I think the point of building empathy and connections isn’t a trivial one here. If we’re going to have these separate organizations housing different kinds of work, it will take personal connections across the divide in order to get meaningful work to happen, and it is vital for the public good that this happen. No matter whether or not, I think this model of porous industry / academia relationship is a great model — with significant benefits to each side, and I expect us to continue this practice and grow it as possible.

Ecosystem Opportunities

Three last thoughts before I wrap. There is probably a role for a data ombudsman within private organizations — someone to protect the interests of the public’s data inside of an organization. Like a ‘public editor’ in a newspaper according to how you’ve set it up. There to protect and articulate the interests of the public, which means probably both sides — making sure a company’s data is used for public good where appropriate, and making sure the ‘right’ to privacy of the public is appropriately safeguarded (and probably making sure the public is informed when their data is compromised).
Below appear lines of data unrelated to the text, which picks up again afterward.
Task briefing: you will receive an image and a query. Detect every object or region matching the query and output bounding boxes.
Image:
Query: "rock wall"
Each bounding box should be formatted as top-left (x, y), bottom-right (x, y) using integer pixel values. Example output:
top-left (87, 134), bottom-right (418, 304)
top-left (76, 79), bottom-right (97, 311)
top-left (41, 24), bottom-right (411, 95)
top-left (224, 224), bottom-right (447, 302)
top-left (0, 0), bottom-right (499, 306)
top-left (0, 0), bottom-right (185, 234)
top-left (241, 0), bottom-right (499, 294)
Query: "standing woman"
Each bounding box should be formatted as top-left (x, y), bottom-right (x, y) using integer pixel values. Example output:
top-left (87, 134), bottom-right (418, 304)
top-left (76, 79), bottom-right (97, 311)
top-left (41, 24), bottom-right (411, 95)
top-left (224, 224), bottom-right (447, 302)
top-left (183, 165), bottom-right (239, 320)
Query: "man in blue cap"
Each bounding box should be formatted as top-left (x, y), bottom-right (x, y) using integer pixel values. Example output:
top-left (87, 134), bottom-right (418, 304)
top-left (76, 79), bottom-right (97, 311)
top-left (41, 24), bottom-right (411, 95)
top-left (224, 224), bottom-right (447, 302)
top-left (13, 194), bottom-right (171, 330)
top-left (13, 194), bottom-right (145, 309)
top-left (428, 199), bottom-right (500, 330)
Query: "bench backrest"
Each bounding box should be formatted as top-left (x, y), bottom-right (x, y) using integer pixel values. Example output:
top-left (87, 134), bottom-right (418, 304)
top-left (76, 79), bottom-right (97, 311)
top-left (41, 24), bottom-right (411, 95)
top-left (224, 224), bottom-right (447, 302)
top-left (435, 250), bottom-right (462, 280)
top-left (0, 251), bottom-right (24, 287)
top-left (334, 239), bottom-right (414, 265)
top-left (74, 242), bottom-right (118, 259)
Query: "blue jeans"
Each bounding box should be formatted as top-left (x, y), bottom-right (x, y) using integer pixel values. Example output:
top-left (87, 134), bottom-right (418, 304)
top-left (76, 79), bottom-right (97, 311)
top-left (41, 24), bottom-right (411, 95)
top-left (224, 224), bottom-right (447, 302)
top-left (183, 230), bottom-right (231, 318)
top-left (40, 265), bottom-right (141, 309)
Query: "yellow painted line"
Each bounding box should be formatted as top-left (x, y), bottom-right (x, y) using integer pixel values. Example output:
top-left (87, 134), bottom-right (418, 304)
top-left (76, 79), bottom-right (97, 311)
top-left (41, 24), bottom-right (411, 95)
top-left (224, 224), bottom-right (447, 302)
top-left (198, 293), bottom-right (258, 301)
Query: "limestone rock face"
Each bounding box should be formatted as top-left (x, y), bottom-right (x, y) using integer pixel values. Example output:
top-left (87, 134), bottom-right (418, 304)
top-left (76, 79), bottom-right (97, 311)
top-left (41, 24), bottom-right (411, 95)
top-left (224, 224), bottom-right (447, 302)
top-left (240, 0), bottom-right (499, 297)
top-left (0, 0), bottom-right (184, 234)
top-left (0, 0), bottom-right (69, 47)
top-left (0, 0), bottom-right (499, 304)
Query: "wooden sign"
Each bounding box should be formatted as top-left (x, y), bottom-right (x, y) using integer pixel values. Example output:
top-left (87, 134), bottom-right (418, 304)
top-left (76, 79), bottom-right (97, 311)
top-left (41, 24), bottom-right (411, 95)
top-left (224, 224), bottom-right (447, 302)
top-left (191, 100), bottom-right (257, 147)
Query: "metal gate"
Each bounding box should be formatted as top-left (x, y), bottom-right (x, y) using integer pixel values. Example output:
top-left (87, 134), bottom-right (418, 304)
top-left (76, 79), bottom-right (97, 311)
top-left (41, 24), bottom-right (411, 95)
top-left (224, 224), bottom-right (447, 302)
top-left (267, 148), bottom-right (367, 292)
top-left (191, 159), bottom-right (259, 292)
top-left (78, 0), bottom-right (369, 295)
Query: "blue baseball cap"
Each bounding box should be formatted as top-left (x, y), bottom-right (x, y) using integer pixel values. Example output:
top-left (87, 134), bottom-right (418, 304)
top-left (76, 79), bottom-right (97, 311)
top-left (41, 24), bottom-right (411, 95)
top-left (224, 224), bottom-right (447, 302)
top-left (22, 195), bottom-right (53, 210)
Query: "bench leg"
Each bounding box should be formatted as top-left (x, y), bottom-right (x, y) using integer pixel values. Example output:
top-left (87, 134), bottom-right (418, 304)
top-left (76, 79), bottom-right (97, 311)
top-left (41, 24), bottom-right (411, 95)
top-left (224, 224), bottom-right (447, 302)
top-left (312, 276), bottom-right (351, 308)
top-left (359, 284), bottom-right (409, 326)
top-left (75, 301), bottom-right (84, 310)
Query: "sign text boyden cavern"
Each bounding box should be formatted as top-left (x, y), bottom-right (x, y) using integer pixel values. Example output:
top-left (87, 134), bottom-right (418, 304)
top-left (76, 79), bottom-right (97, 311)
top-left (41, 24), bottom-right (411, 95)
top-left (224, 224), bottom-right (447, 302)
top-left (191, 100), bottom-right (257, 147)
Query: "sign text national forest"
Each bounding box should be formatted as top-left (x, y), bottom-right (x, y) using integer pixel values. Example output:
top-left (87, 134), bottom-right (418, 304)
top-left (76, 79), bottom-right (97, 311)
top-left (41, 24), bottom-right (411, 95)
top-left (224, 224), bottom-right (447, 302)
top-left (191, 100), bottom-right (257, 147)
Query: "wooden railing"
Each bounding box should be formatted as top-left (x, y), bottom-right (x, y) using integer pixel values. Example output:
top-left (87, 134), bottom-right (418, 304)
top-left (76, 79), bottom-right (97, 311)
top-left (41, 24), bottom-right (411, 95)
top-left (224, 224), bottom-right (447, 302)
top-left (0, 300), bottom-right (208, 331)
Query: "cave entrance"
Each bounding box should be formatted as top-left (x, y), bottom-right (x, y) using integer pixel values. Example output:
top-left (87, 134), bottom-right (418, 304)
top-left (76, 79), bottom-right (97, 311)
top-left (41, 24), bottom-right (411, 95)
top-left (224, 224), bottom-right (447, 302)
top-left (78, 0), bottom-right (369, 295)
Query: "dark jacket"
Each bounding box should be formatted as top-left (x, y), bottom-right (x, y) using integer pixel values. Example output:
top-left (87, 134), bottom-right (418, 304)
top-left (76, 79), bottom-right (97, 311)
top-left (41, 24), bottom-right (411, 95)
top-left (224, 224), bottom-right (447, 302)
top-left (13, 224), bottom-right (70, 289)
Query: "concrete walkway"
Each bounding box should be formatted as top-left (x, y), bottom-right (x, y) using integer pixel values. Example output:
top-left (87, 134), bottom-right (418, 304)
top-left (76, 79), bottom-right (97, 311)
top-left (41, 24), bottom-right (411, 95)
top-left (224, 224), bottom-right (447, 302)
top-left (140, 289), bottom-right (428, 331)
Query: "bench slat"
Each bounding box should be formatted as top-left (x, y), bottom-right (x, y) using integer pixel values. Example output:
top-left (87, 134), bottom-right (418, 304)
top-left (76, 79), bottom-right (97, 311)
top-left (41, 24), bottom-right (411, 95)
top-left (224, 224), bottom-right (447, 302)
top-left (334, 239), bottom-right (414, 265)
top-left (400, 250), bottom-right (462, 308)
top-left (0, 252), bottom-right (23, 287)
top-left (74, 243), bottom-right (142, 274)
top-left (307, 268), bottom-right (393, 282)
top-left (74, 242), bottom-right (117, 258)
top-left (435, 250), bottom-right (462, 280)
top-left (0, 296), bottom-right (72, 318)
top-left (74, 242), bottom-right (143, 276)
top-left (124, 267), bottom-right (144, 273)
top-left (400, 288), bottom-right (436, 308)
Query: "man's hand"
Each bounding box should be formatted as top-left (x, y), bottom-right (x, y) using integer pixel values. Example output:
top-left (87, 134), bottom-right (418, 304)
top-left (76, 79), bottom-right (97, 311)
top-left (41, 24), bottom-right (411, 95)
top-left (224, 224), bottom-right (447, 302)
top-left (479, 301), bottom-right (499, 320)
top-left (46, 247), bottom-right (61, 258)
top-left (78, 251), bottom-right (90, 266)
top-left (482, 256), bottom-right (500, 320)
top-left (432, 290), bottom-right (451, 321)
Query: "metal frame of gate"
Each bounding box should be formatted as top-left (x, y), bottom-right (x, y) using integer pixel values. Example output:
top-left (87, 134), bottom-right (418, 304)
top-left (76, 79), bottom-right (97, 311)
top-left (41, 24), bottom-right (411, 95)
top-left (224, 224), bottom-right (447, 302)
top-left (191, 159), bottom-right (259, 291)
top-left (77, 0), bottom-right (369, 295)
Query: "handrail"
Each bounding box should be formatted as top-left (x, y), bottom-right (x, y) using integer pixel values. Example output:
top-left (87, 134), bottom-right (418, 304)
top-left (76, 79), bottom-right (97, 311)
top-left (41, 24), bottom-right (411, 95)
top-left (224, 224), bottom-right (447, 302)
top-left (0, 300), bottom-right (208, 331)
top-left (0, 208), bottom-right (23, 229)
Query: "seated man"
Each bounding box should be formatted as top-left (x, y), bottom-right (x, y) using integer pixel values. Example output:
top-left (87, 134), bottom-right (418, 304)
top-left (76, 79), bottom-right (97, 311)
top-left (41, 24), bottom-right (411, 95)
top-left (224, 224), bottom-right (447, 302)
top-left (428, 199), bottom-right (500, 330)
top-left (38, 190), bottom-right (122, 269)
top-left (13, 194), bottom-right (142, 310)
Next, we need a platform to make collaboration around social good between companies and between companies and academics. This platform would enable trusted users to have access to a wide variety of data, and speed process of research.

Finally, I wonder if there is a way that government could support research sabbaticals inside of companies. Clearly, the opportunities for this research far outstrip what is currently being done.

Thank you for giving me a chance to talk with you. I talked about the erosion of industrial pure research and its replacement with application focused short-term work. While academia is geared to approach these problems, I’d argue that it leaves work important for the public good undone, since the data crucial for doing this research remains sequestered in private companies.

In order to overcome these challenges, I argued for a more porous exchange between academia and industry. Along these lines, I talked about the the Data For Good Exchange, the researcher-in-residence collaborative project with UNICEF, our visiting researcher Mark Dredze and his work. I’ve highlighted our upcoming conference, and the public-sector immersion day we are currently running, and hope that some of you may take part.

Data has a tremendous capacity to transform our society, and make it more just and fair, but this won’t happen without care in how govern that data, who has access to it. I hope for your help in thinking through and helping pushing the boundaries of a more moral data economy.

Thank you to Ana-Maria Popescu, Mark Dredze, Arnaud Sahuguet, Gwendolyn Litvak, and Susan Kish for their insightful feedback.